Hugh Hefner's "Little Black Book" tells his own heroic epic and shows us the world he has wrought.

by Matt Labash

His co-writer is Bill Zehme who has, in the past, proven himself a formidable talent, this year picking up a National Magazine Award for an impressive Esquire story he wrote on disgraced columnist Bob Greene. But as a longtime celebrity chronicler, Zehme has fellated more stars than most of the denizens of Hef's bunny hutch. Thus the Hefner/Zehme collaboration is a love story of sorts: Zehme's love for Hef, Hef's love for himself.

Bill Zehme, who possesses the trait any celebrity hagiographer needs in abundance--credulity. With pen, purple, and panties, damp, Zehme depicts Hefner in an annoying argot that is half fanzine, half overripe liner-notes from some moldy bebop album. At every turn, he polishes the legacy. Hefner, we learn on the first page, is less pervy old lecher, more silly girl. Like some dreamy, unicorn-drawing teenybopper, Hefner--indiscriminate mounter of thousands of women--it turns out, is in love with being in love. It says so right on the opening page: "The one he loved first did not love him back."

But if the prose is icky, it pales next to the man it intends to service. Despite Zehme's strenuous efforts to turn Hefner into something admirable, something approximating flesh-and-blood, the latter comes off as a 24-carat eccentric, completely unable to harness his own appetites.

Hefner is a gentle lover, Zehme tells us, presumably not from personal experience, though one can't be sure with sentences like: "Feelings intensified, as they are wont to, and walls changed to portals, as his gentleness would impress each woman he ever knew." How Hefner had a chance to survey each woman, when he was pinned at the bottom of a Sealy Posturepedic dogpile, Zehme doesn't specify.

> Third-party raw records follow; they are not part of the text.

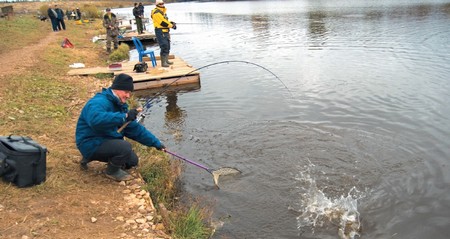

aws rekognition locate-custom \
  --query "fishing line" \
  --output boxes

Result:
[138,60,293,112]
[117,60,293,132]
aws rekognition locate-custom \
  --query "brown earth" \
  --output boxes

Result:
[0,2,172,239]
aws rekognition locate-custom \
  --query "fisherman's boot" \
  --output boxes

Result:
[166,55,173,65]
[80,157,90,171]
[159,55,170,67]
[105,163,133,182]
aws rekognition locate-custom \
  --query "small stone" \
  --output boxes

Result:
[135,218,147,224]
[125,219,136,225]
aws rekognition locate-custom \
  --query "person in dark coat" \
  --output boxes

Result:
[47,5,58,32]
[133,3,144,34]
[75,73,165,181]
[55,5,66,31]
[75,8,81,20]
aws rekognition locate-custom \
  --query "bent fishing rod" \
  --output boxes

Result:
[117,60,293,132]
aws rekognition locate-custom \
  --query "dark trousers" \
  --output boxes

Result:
[58,19,66,30]
[136,17,144,33]
[155,28,170,55]
[89,139,139,168]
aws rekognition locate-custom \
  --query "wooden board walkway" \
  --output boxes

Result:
[97,31,156,44]
[118,31,156,42]
[67,55,200,90]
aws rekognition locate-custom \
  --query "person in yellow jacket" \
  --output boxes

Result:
[151,0,177,67]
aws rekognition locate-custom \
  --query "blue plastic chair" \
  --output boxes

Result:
[131,37,156,67]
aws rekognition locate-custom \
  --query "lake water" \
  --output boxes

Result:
[114,0,450,239]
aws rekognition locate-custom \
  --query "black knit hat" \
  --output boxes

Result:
[111,73,134,91]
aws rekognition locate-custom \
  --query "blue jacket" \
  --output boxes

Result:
[75,88,161,159]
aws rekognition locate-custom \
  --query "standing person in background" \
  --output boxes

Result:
[47,5,58,32]
[70,9,77,20]
[103,8,119,53]
[55,5,66,31]
[66,9,70,20]
[151,0,177,67]
[138,2,145,32]
[133,2,144,34]
[76,8,81,20]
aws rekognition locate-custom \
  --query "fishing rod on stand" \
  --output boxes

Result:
[118,61,286,188]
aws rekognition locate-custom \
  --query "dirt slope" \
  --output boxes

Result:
[0,26,168,239]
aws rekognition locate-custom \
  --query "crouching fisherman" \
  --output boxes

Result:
[75,74,165,181]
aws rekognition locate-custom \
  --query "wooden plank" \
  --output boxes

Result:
[67,67,114,76]
[134,75,200,90]
[68,56,200,90]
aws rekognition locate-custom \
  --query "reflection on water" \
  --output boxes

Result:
[126,0,450,238]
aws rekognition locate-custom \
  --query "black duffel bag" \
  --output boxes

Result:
[0,135,47,188]
[133,62,148,72]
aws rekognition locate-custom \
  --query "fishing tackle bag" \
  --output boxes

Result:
[0,135,47,188]
[133,62,148,72]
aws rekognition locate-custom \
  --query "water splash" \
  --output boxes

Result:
[296,165,362,239]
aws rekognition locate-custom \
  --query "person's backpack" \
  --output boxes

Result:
[133,62,148,72]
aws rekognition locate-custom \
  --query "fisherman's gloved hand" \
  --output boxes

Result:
[126,109,139,121]
[155,143,166,150]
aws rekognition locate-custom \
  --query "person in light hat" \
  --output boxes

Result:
[103,8,119,53]
[75,74,165,181]
[151,0,177,67]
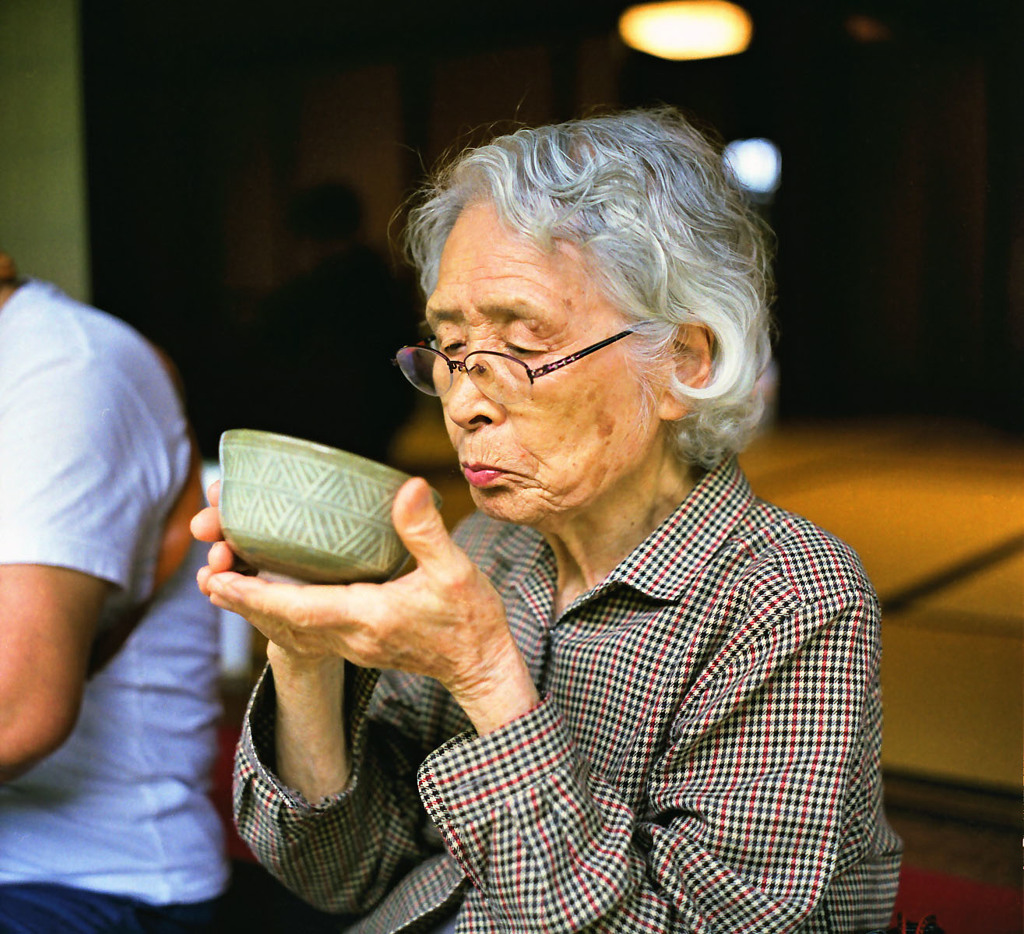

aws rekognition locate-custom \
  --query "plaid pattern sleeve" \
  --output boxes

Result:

However, it is not so much the softer side of Hef we are struck by. It is the utter banality of his observations. Though the man has spent most of his existence getting an up-close look at gender relations, he offers nothing but a series of no-duh epiphanies. With his wealth of experience, one might think he'd say something insightful, even if by accident. But he doesn't, unless you weren't clued in to the following: "The female body is aroused in more than one place." Or how about, "Some relationships improve with marriage, but a lot of them don't."